Compositional nonlinear audio signal processing with Volterra series
results: 论文得出了一些关于非线性音频系统的结论,包括:非线性音频系统的变化可以通过模型为折射映射来描述; Volterra系列和其 morphisms 组织成一个Category,可以用来模型非线性音频系统的时间变化; series composition of Volterra series 是 associative。Abstract
We develop a compositional theory of nonlinear audio signal processing based on a categorification of the Volterra series. We begin by considering what it would mean for the Volterra series to be functorial with respect to a base category whose objects are temperate distributions and whose morphisms are certain linear transformations. This leads to formulae describing how the outcomes of nonlinear transformations are affected if their input signals are first linearly processed. We then consider how nonlinear audio systems change, and introduce as a model thereof a notion of morphism of Volterra series, which we exhibit as a kind of lens map.

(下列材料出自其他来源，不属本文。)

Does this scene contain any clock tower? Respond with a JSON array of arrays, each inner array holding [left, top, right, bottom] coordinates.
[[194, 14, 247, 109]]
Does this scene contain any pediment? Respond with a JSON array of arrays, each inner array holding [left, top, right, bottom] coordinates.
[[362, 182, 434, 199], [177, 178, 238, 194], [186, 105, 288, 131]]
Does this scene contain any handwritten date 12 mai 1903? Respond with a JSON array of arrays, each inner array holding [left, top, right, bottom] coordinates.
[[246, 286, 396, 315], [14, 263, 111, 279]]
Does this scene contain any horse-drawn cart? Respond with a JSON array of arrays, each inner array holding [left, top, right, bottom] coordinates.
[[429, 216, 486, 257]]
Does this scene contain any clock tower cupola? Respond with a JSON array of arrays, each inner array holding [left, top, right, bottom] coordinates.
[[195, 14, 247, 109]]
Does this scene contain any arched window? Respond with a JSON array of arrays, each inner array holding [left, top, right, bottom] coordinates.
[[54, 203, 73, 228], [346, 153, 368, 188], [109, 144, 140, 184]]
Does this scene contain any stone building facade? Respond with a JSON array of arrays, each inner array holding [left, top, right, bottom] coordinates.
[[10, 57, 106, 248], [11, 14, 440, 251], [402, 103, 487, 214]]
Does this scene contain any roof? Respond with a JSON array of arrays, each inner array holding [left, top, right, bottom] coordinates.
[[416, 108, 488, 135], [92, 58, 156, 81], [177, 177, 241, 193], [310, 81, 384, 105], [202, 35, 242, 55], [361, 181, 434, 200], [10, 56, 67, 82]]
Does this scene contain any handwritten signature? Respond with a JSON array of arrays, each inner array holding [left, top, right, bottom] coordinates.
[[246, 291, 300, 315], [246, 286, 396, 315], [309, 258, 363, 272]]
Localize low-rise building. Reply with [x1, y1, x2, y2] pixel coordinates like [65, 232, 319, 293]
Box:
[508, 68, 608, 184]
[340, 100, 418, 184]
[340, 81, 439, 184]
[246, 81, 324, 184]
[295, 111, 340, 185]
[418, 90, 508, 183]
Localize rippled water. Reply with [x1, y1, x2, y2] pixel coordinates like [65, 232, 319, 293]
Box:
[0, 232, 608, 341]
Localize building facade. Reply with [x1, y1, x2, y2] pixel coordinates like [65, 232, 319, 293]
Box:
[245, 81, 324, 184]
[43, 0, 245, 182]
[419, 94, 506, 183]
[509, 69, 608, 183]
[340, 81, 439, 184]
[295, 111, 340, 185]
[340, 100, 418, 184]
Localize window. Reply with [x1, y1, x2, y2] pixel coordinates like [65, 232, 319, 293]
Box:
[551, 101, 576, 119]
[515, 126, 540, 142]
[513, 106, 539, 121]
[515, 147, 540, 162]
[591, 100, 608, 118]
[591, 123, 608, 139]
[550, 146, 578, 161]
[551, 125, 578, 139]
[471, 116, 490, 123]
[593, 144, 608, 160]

We show how morphisms can be parameterized and used to generate indexed families of Volterra series, which are well-suited to model nonstationary or time-varying nonlinear phenomena. We then describe how Volterra series and their morphisms organize into a category, which we call Volt. We exhibit the operations of sum, product, and series composition of Volterra series as monoidal products on Volt and identify, for each in turn, its corresponding universal property. We show, in particular, that the series composition of Volterra series is associative. We then bridge between our framework and a subject at the heart of audio signal processing: time-frequency analysis. Specifically, we show that an equivalence between a certain class of second-order Volterra series and the bilinear time-frequency distributions (TFDs) can be extended to one between certain higher-order Volterra series and the so-called polynomial TFDs. We end with prospects for future work, including the incorporation of nonlinear system identification techniques and the extension of our theory to the settings of compositional graph and topological audio signal processing.
摘要
我们开发了一种基于幂阶系列的非线性音频信号处理理论,该理论是基于幂阶系列的 categorification。我们首先考虑了幂阶系列是如何作为一种函手,对底Category的对象(温度分布)和态射(certain linear transformation)进行函手性的定义。这导致了输入非线性变换后的结果如何受到输入信号的线性处理影响的公式。然后,我们考虑了非线性音频系统如何改变,并引入了一种模型,即幂阶系列的态射。我们显示了这种态射可以被视为一种类型的镜像。我们还介绍了如何使用态射来生成索引 family of Volterra series,这些家族适合模拟非站ARY或时间变化的非线性现象。最后,我们描述了幂阶系列和其态射组织成一个category,我们称之为Volt。我们展示了幂阶系列和其态射之间的操作,包括加法、乘法和序列 compose,它们都是Volt中的对应的幂阶乘法。我们还证明了序列 compose 是相关的。最后,我们将我们的框架与音频信号处理中关键的主题进行桥接,即时域分析。我们证明了一种等价关系,即某种次序 Volterra series与bilinear time-frequency distributions(TFDs)之间的等价关系,可以扩展到高阶 Volterra series和叫做多项式 TFDs。我们结束于未来工作的展望,包括非线性系统识别技术的 incorporation 和我们理论的扩展到compositional graph 和 topological audio signal processing 的设置。